The company is seeking a special-use permit for the skybridge to link the garage with 55,000 square feet of upper-level retail space that most recently housed a Ross store. The goal is to lure a grocer to the site, which likely would be Tom Thumb. However, a lease agreement with Tom Thumb (that was tied to passage of the skybridge) has since expired, and “several other” grocery stores have also expressed interest, according to Robert Dozier, an executive vice president with Lincoln Property Company.
“If we don’t put in the skybridge, there will be no grocery store. We can’t wait two years to lease our 55,000 square feet,” said Dan Feeney of Crow Holdings. “It’s a significant investment we’re going to make on behalf of the city.”
Proponents say the skybridge will improve safety in a busy pedestrian area and will incentivize drivers to park on the top deck of the garage. Detractors argue that the bridge would only escalate parking concerns.

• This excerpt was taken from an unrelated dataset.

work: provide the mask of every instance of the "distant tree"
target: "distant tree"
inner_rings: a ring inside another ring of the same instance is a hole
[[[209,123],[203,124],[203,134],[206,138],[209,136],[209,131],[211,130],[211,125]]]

Kingston’s motion clearly appeased the latter group. He said a decision now would undermine the efforts of the task force to generate long-term solutions.
“I worry about the message we’re sending to the volunteers we’ve asked to serve on this task force,” Kingston said. “If the task force is going to have any meaning, then it needs to be respected.”
The task force — which is considering a wide range of traffic, parking, and zoning issues throughout an area of more than 1,000 acres — hasn’t met since late April, and there aren’t any future meetings scheduled yet.
But part of the issue has been money, and earlier Wednesday the council approved an extra round of funding from the North Central Texas Council of Governments that would allow the group to hire a consultant and continue its work, Gates said.
“I believe we need a clean slate for Preston Center and the surrounding neighborhoods,” said Leland Burk, a property owner in the mixed-use development who also serves on the task force. “The skybridge will effectively halt the redevelopment of the parking deck.”